Can someone please provide NEST example?
Thanks,
Sameer
Here's an example of using scroll with NEST and C#. Works with 5.x and 6.x
public IEnumerable<T> GetAllDocumentsInIndex<T>(string indexName, string scrollTimeout = "2m", int scrollSize = 1000) where T : class
{
ISearchResponse<T> initialResponse = this.ElasticClient.Search<T>
(scr => scr.Index(indexName)
.From(0)
.Take(scrollSize)
.MatchAll()
.Scroll(scrollTimeout));
List<T> results = new List<T>();
if (!initialResponse.IsValid || string.IsNullOrEmpty(initialResponse.ScrollId))
throw new Exception(initialResponse.ServerError.Error.Reason);
if (initialResponse.Documents.Any())
results.AddRange(initialResponse.Documents);
string scrollid = initialResponse.ScrollId;
bool isScrollSetHasData = true;
while (isScrollSetHasData)
{
ISearchResponse<T> loopingResponse = this.ElasticClient.Scroll<T>(scrollTimeout, scrollid);
if (loopingResponse.IsValid)
{
results.AddRange(loopingResponse.Documents);
scrollid = loopingResponse.ScrollId;
}
isScrollSetHasData = loopingResponse.Documents.Any();
}
this.ElasticClient.ClearScroll(new ClearScrollRequest(scrollid));
return results;
}
It's from: http://telegraphrepaircompany.com/elasticsearch-nest-scroll-api-c/
Internal implementation of NEST Reindex uses scroll to move documents from one index to another.
It should be good starting point.
Below you can find interesting for you code from github.
var page = 0;
var searchResult = this.CurrentClient.Search<T>(
s => s
.Index(fromIndex)
.AllTypes()
.From(0)
.Size(size)
.Query(this._reindexDescriptor._QuerySelector ?? (q=>q.MatchAll()))

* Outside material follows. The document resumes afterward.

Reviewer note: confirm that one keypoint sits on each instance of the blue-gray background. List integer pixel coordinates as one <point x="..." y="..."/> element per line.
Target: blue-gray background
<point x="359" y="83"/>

.SearchType(SearchType.Scan)
.Scroll(scroll)
);
if (searchResult.Total <= 0)
throw new ReindexException(searchResult.ConnectionStatus, "index " + fromIndex + " has no documents!");
IBulkResponse indexResult = null;
do
{
var result = searchResult;
searchResult = this.CurrentClient.Scroll<T>(s => s
.Scroll(scroll)
.ScrollId(result.ScrollId)
);
if (searchResult.Documents.HasAny())
indexResult = this.IndexSearchResults(searchResult, observer, toIndex, page);
page++;
} while (searchResult.IsValid && indexResult != null && indexResult.IsValid && searchResult.Documents.HasAny());
Also you can take a look at integration test for Scroll
[Test]
public void SearchTypeScan()
{
var scanResults = this.Client.Search<ElasticsearchProject>(s => s
.From(0)
.Size(1)
.MatchAll()
.Fields(f => f.Name)
.SearchType(SearchType.Scan)
.Scroll("2s")
);
Assert.True(scanResults.IsValid);
Assert.False(scanResults.FieldSelections.Any());
Assert.IsNotNullOrEmpty(scanResults.ScrollId);
var results = this.Client.Scroll<ElasticsearchProject>(s=>s
.Scroll("4s")
.ScrollId(scanResults.ScrollId)
);
var hitCount = results.Hits.Count();
while (results.FieldSelections.Any())
{
Assert.True(results.IsValid);
Assert.True(results.FieldSelections.Any());
Assert.IsNotNullOrEmpty(results.ScrollId);
var localResults = results;
results = this.Client.Scroll<ElasticsearchProject>(s=>s
.Scroll("4s")
.ScrollId(localResults.ScrollId));
hitCount += results.Hits.Count();
}
Assert.AreEqual(scanResults.Total, hitCount);
}
I took the liberty of rewriting the fine answer from Michael to async and a bit less verbose (v. 6.x Nest):
public async Task<IList<T>> RockAndScroll<T>(
string indexName,
string scrollTimeoutMinutes = "2m",
int scrollPageSize = 1000
) where T : class
{
var searchResponse = await this.ElasticClient.SearchAsync<T>(sd => sd
.Index(indexName)
.From(0)
.Take(scrollPageSize)
.MatchAll()
.Scroll(scrollTimeoutMinutes));
var results = new List<T>();
while (true)
{
if (!searchResponse.IsValid || string.IsNullOrEmpty(searchResponse.ScrollId))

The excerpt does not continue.